How the babies grow up, make their own lives, and call sometimes. Once in a while, they visit. As life has it, most families are scattered all across the globe and only get together on holidays. Or special events.

I am so thankful this year, that I was able to visit my baby who moved away, and she was able to bring her sweet hubby to be and youngest baby to Florida to meet the rest of the family. I do miss her so much. But we talk. And always have a connection even though we are miles away.

I am thankful that my other little granddaughter who lives with her dad keeps up with me on Instagram. I have not seen her face in three years in person. She left as a little girl and is now a young lady. So fast.

I am thankful for all the rest of my babies who still live in Polk County, and their families, so I cannot complain lol, that I never get to see them. My boys call me often. It is a cool thing to hear their voices and know they still love their mama. And my youngest is up for a tea party, or a nail day, any day. She came running with flowers, groceries and a card a few months ago when I was sick with covid.

Time marches on. And sometimes I wish we just all lived on a large piece of property (wouldn’t that be cool, a homestead), but unless you inherit the farm so to speak, that is sometimes rare.

One of my aunts is a widow. Watching her deal with my uncle’s death has impressed on me the value of your family connections and friendships. She has a rich social life. The one who remembered birthdays. The one who went to Tupperware parties, bought wedding gifts, and always sent me the coolest little things when I was a kid. She loves literature, especially children’s literature. And all things up and bright. Another aunt of mine is likewise joyous. Neither of them live near me. We talk when we can. Or when I can. And I realize that sometimes when we feel like life is speeding by, we are the ones who seem to be moving that hand of the proverbial clock.

My parents each live in other places. Mama dwells in my home state of Indiana. My Dad lives in Florida. Each are aging as gracefully as they can. I think to myself, my goodness where did time go. It is getting away from me. And yet they each chose to live where they do. And have their own lives. I am heavily involved with Mama. Daddy prefers to talk once in a while. He likes to read and watch the news, and when we do talk, he is an expert on all sides of politics. I love my parents and wish I knew when I was younger how valuable the lessons were they imparted to me. Maybe I would have been a more kind and attentive child. Or maybe I was and am not giving myself enough credit.

Time.

I guess that seeing my friend Roslow’s old obit (my former editor at The Polk Sun) who passed away two years ago today, made me think of time and what all I want to do.

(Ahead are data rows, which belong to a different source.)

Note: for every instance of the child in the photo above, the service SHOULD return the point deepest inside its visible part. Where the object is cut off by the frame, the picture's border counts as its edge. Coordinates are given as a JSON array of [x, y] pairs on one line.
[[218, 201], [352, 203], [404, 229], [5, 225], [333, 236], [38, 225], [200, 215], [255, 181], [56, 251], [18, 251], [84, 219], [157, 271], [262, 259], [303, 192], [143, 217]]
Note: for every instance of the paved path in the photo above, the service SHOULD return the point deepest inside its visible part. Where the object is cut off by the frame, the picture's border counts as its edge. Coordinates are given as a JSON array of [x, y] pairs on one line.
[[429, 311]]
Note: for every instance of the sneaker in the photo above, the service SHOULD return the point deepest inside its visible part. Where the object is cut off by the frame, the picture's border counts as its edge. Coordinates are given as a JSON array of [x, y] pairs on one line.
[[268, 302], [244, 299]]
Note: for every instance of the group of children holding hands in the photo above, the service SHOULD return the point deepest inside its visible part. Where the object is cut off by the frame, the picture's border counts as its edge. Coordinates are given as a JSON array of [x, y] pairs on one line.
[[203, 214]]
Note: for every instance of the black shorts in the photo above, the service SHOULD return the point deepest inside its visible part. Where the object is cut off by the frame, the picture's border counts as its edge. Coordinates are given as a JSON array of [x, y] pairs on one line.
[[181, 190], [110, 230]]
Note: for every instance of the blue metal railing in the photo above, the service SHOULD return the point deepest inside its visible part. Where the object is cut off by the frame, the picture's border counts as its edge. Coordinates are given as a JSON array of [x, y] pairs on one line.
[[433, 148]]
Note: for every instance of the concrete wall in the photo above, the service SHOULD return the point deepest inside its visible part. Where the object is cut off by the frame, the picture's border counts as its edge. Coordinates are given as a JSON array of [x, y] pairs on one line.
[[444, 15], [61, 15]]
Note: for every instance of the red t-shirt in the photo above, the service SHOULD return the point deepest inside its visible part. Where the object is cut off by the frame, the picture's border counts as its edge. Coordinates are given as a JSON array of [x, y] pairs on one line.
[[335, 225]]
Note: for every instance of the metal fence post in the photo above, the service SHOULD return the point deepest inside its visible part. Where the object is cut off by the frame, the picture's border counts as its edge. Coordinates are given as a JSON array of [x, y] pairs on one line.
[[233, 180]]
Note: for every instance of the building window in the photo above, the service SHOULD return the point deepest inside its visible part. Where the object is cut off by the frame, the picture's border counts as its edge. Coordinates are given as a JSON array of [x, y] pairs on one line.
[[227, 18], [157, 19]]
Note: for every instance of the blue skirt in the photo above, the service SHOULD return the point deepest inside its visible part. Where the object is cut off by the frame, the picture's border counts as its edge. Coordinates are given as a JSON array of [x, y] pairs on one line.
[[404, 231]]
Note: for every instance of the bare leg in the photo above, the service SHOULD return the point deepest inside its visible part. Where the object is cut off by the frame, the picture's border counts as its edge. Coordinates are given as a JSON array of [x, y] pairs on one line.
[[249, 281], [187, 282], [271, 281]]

And let me not forget my bestie. She has walked through some tough stuff with me. She is the only person who ever met my sister (or rather, my sister’s grave), met my perpetrator (his grave), my great grands and great great grands, and grands (their graves.) She has met all of my family and loved them all. She bought teddy bears, diapers, holiday gifts for my kids’ children. She motivated me to finish college when I felt like giving up. She taught me how to be bold, or rather, how to tap into the inner boldness she said I already had. She helps me consider what others are going through when they are brutally unkind (sometimes life is like that, and that is well, just life, right?) Because of her, I have learned much about life and people, and how just because something does not work out the first time, it might work out at another time.

“It just wasn’t God’s timing,” she says.

She was the one who read the Bible to me when I had a faith crisis. She played Christian music, showed me funny skits with cats and dogs, and in countless ways, showed me and shows me that goodness still exists in this world.

I am so grateful.

No, I am not sad as I write this blog. But making my lists of goals and dreams.

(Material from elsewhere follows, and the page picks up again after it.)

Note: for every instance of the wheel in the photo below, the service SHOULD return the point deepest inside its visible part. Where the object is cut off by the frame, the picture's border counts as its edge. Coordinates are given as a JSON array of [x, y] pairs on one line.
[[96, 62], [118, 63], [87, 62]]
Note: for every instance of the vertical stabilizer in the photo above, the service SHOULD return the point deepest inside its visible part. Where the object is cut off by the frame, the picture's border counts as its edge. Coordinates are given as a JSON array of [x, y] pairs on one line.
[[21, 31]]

And I am not going to give up on my writing. Sometimes it terrifies me to be transparent with people. Like maybe if I am, they will think I am too much.

Too loud. Too cheery. Too bouncy. Too analytical. Too creative. Too wordy.

So here I end with this thought .. that life is precious, family and friends are everything, and yes, you can aim for and reach the stars if you keep trying.

And if Roslow were here, he would tell me I changed my topic three times and should end with an offer of food. If he wrote it, it would read “and there will be hot dogs.”

2 thoughts on “The children grow up

  1. Good editors like Roslow are a gift too. I wish I had more in my life. Blogs can be very personal. It’s nice to get to know your family more.

    Like

  2. Jeff Roslow was a great friend to The Woman’s Club of Winter Haven and we sorely miss his cheerful presence.